How Teaching with Music Benefits Student Learning

March 9, 2017

Contributed by Elizabeth Draper, Music Director for Cantata Learning

Instead of asking ourselves “why should we have music in our classrooms,” wouldn’t it be better to ask ourselves “why not?” Why wouldn’t music be an active part of a student’s learning experience? Music benefits learning in many different ways. Throughout human history and in most cultures, music and learning have gone hand in hand. Music is an effective way to engage and manage a classroom, promote listening skills, and encourage creativity and self-expression. It promotes social development and an emotional bond with those you are creating music with. Creating and listening to music causes the release of dopamine in our brains. Learning through music is an effective way to bridge subjects and comprehend larger concepts.


So, why not sing our lessons? Why wouldn’t we use music as a learning tool in our classrooms and libraries?

When learning a subject through music and song, our brains are using both of its hemispheres. This creates holistic comprehension as well as easier long-term memorization and recall. An integration of lyrics and melody in song is achieved through the combined action of two discreet systems for auditory-tonal and auditory-verbal working memory, based on a bilateral activation of the temporal and frontal cortex and of the supplementary motor area (Graham F. Welch

I’m sure I’m not alone, but I’ve found songs to be the most effective mnemonic device. Can you imagine learning your ABC’s or all 50 states and capitals without the handy tool of song? Why not use melody, rhythm, and rhyme to learn other even more complicated concepts such as odd numbers, letter blends, or even coding?

In my experience, I also find that using songs as a way to introduce a new idea or topic is an effective way to engage kids. It’s almost a way of “tricking” them into becoming excited about something they otherwise may have dismissed as something they had no interest in. They are more apt to keep an open mind.

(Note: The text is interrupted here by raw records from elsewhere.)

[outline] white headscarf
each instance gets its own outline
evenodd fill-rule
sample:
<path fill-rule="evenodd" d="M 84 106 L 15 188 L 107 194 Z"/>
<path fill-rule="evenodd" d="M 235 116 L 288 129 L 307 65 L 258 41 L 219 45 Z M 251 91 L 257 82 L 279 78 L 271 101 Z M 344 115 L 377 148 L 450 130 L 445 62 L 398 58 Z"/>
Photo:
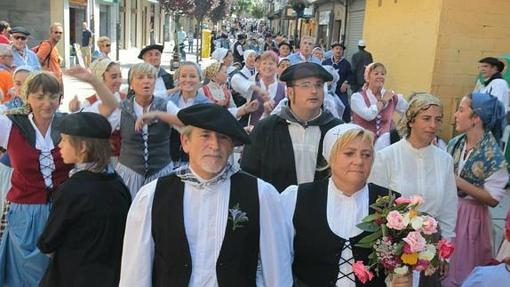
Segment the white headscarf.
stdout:
<path fill-rule="evenodd" d="M 339 140 L 345 134 L 345 132 L 353 129 L 363 130 L 362 127 L 356 124 L 347 123 L 333 127 L 326 133 L 322 142 L 322 156 L 324 156 L 328 163 L 329 157 L 331 156 L 331 149 L 335 145 L 336 141 Z"/>

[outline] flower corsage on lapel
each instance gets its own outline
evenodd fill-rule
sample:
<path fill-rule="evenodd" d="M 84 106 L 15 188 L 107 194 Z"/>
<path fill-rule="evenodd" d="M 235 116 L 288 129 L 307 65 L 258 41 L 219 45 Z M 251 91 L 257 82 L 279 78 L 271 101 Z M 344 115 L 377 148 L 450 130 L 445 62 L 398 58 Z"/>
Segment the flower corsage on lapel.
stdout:
<path fill-rule="evenodd" d="M 232 222 L 232 230 L 235 231 L 237 228 L 244 226 L 248 222 L 248 216 L 246 212 L 239 208 L 239 203 L 234 205 L 233 208 L 228 210 L 228 220 Z"/>

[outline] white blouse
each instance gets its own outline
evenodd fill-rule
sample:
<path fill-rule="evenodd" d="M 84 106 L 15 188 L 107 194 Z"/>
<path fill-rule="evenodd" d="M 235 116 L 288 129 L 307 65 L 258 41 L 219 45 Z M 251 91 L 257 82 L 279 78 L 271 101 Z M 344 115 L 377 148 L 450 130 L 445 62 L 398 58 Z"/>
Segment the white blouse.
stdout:
<path fill-rule="evenodd" d="M 356 227 L 356 225 L 361 223 L 363 218 L 368 215 L 368 193 L 368 186 L 365 185 L 361 190 L 354 193 L 352 196 L 346 196 L 340 189 L 335 186 L 333 180 L 331 178 L 329 179 L 326 216 L 329 228 L 334 234 L 345 240 L 349 240 L 350 238 L 356 237 L 363 232 L 361 229 Z M 287 233 L 290 234 L 289 245 L 291 246 L 292 257 L 294 257 L 294 237 L 296 235 L 293 218 L 296 209 L 297 194 L 297 185 L 291 185 L 287 187 L 281 194 L 282 207 L 287 223 Z M 347 242 L 348 241 L 346 241 L 346 243 Z M 342 251 L 340 257 L 345 259 L 352 258 L 352 249 L 345 249 Z M 342 259 L 340 259 L 340 261 L 342 261 Z M 350 260 L 351 264 L 354 263 L 353 261 L 354 260 Z M 340 264 L 339 271 L 339 274 L 350 274 L 352 272 L 352 265 Z M 336 282 L 335 286 L 355 287 L 356 284 L 354 281 L 343 277 Z"/>
<path fill-rule="evenodd" d="M 455 237 L 457 186 L 447 152 L 434 145 L 415 149 L 401 139 L 376 153 L 368 181 L 404 196 L 421 195 L 422 211 L 439 221 L 443 237 Z"/>
<path fill-rule="evenodd" d="M 51 139 L 51 124 L 46 134 L 43 135 L 35 125 L 33 114 L 28 115 L 28 120 L 35 130 L 35 149 L 41 152 L 39 155 L 39 168 L 44 179 L 44 184 L 46 187 L 51 188 L 53 187 L 52 173 L 55 171 L 55 161 L 51 154 L 51 151 L 55 148 L 53 140 Z M 0 146 L 5 149 L 9 149 L 8 143 L 11 129 L 11 120 L 5 115 L 0 115 Z"/>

Cantata Learning has an amazing assortment of songs and books to aid in teaching and learning about a wide range of subjects through song. Chocolate Chimpanzees, which teaches about the “ch” letter blend, is one of my favorites. This book fuses global rhythms and a clever story filled with characters all focused around the “ch” sound. There’s even a “charango playing cheetah.” The charango, of course, being a string instrument from Peru. Not only can you cover the “ch” letter blend, but this book can also open doors to further discussion about South America, string instruments, and other cultures.

Another example, Cantata Learning’s She’ll Be Coming Around the Mountain, is a really lovely version of a timeless classic. This recording features the 5-string banjo. The banjo itself can open a whole discussion involving a variety of subject areas.

  • Geography – the banjo is originally an African instrument. This can open doors to any discussion about Africa.
  • American history – it was introduced to America by slaves and then found it’s way into American folk music as well as early jazz.
  • Science and STEM – What is it made of? How does it create sound? Can we create our own string instruments? How is it similar to and different from the violin, which is also in this song?

See what I mean? The possibilities for critical thinking, discussion, and activities are truly endless when you incorporate song and music!

So, why wouldn’t you want to offer students the opportunity to learn through music?